How to gather the data you need?

How to gather the data you need?

You can use simple pricing estimates, e.g. from your own contract data or the open data published by others. To gain a more detailed picture it is useful to gather actual payment data from your own or other organizations.

Price estimates

Gathering data on prices listed in websites may be enough to get you started as you wish to set out an estimated life cycle cost, but a proper life cycle cost will need to be made more robust as you gather more data sources and fix prices.

Contract data

The majority of purchasing made by the government is for the delivery of a service rather than a product. Even when governments buy products they often buy support services to go with it, so the purchase of drones for use by a mountain rescue team will often come with training and technical support.

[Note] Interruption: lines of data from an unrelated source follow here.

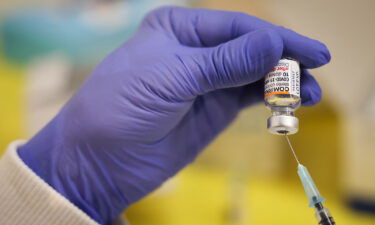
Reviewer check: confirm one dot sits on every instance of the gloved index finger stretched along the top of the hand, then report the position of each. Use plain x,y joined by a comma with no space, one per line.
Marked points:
207,28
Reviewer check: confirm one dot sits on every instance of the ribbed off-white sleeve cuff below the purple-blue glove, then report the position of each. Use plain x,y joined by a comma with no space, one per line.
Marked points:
27,199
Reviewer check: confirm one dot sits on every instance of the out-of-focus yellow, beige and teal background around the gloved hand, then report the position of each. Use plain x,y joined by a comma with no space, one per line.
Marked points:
247,176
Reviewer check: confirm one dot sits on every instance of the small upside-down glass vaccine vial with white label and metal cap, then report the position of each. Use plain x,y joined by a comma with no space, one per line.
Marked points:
282,96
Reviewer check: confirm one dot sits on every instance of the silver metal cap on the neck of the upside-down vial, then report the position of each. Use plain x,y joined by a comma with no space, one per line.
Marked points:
282,124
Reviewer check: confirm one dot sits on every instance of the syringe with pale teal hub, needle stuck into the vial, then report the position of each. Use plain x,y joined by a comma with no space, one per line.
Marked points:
316,200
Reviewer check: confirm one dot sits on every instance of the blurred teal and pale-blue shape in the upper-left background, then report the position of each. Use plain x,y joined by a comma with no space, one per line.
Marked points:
82,36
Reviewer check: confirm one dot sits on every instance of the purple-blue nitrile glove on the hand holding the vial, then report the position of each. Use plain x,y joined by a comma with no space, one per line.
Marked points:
153,104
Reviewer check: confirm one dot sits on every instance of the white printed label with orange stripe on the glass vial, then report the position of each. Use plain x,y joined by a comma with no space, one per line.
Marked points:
283,79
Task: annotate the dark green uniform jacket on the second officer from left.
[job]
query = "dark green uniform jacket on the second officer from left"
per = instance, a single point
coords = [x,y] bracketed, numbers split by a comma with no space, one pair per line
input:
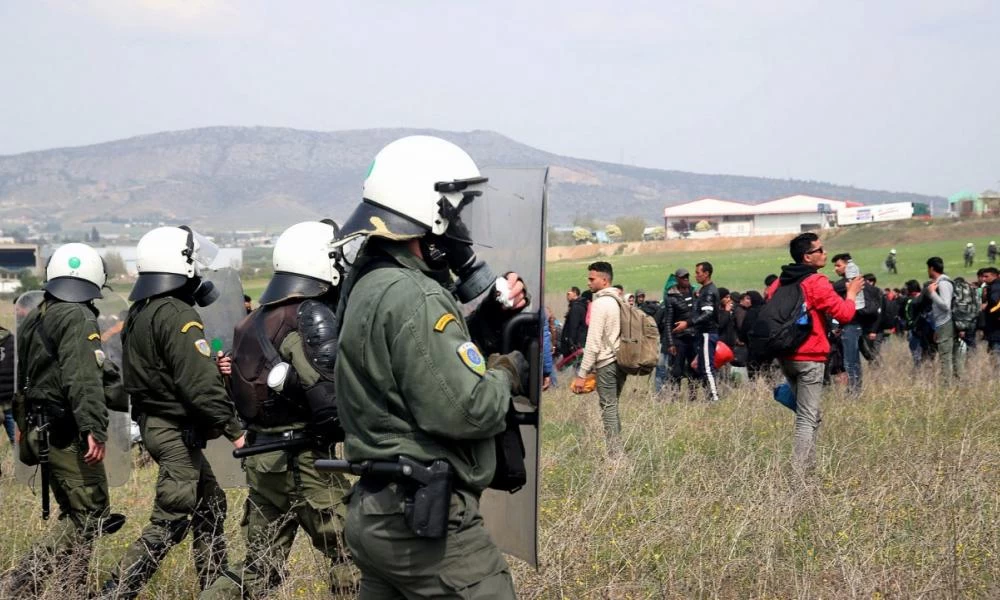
[169,368]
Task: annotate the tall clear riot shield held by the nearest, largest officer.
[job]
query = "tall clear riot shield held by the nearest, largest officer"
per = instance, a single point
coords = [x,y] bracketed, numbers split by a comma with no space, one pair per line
[508,225]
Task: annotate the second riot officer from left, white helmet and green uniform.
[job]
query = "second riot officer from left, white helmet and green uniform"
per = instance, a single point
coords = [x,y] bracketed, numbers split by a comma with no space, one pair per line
[180,402]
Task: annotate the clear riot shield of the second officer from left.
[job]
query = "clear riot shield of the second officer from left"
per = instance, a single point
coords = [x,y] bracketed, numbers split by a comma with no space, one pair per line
[220,319]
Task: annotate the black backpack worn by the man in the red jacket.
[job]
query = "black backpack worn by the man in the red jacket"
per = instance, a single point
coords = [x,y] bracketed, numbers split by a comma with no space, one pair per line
[782,325]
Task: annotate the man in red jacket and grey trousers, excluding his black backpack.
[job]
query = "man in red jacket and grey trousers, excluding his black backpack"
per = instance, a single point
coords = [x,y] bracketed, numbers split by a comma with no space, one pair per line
[804,368]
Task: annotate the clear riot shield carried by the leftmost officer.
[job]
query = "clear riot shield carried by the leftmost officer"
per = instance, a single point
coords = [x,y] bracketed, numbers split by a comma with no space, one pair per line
[117,458]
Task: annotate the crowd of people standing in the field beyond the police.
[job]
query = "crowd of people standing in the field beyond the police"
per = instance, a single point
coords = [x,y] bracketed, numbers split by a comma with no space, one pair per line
[841,325]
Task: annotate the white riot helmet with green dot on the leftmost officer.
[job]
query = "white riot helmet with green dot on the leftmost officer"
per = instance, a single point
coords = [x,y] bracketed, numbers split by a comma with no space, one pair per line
[75,273]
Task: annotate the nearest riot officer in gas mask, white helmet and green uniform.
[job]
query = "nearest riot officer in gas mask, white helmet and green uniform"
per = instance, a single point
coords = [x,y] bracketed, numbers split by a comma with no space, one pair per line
[413,386]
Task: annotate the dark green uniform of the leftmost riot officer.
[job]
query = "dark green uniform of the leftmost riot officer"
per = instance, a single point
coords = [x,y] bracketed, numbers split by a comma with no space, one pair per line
[61,374]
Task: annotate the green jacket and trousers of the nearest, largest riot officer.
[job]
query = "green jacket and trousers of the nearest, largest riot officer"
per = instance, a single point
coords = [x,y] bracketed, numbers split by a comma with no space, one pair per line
[410,382]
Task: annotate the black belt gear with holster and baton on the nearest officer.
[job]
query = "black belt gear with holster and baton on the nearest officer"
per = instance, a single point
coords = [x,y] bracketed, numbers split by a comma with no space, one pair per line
[427,489]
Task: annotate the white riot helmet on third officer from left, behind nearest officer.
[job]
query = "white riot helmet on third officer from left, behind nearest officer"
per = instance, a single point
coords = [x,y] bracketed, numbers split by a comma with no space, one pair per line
[305,265]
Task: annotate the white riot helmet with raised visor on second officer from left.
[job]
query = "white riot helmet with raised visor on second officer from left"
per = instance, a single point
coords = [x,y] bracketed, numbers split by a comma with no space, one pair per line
[167,258]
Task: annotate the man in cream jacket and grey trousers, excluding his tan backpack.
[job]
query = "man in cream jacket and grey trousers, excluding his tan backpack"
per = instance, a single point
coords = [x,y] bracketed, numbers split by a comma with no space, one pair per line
[601,350]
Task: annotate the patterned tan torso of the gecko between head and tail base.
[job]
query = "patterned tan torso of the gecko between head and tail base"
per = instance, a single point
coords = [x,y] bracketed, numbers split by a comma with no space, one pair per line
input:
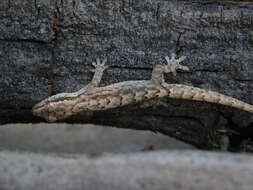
[109,98]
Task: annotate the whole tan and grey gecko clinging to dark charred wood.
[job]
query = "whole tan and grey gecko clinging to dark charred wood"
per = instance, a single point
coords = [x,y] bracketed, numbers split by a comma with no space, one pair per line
[94,98]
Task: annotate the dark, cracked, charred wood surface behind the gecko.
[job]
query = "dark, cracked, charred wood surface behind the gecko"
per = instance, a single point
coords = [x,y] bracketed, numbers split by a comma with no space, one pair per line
[47,46]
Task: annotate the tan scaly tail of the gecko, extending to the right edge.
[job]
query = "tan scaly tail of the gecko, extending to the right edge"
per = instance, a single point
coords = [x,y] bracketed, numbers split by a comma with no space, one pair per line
[197,94]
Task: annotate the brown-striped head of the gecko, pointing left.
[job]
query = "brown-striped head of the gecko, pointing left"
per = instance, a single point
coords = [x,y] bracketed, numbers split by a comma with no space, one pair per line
[54,108]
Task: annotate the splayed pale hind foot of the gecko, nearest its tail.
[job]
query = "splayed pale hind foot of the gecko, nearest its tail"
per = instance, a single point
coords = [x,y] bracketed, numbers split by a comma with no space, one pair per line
[174,64]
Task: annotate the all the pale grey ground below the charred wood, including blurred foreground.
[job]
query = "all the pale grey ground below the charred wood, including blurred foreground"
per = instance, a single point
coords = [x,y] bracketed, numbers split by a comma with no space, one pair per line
[80,157]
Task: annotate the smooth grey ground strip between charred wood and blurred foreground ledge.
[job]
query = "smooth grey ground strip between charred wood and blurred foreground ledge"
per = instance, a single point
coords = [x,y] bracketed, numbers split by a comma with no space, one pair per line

Open contracting data is highly valuable in this context, as it can give buyers a useful insight into the spending and commitments made by other agencies. The challenge is to make sure that you are comparing pricing accurately and data needs to be reliable, with contracts able to be broken down into annual costs and a clear understanding of what is being purchased. So is a contract for a vehicle a leasing agreement or a purchase agreement?

Payments data

Payments data is the best form of life cycle costing because it is an accurate reflection of the actual cost of a service. Payments data is available in the Open Contracting Data standard and if it is published in useful form can be used to gain meaningful insight into the actual cost of a service or asset.

Handling this data

When working with a combination of spending and contract data it is important to understand exactly what is being purchased, there is likely to be some doubt about working with historic data or data that hasn’t been published by your own organization. To drive up the quality of the data and to improve life cycle costing capacity, it may be desirable to start labeling transactions with asset references, so that each transaction can be linked to the asset for future analysis.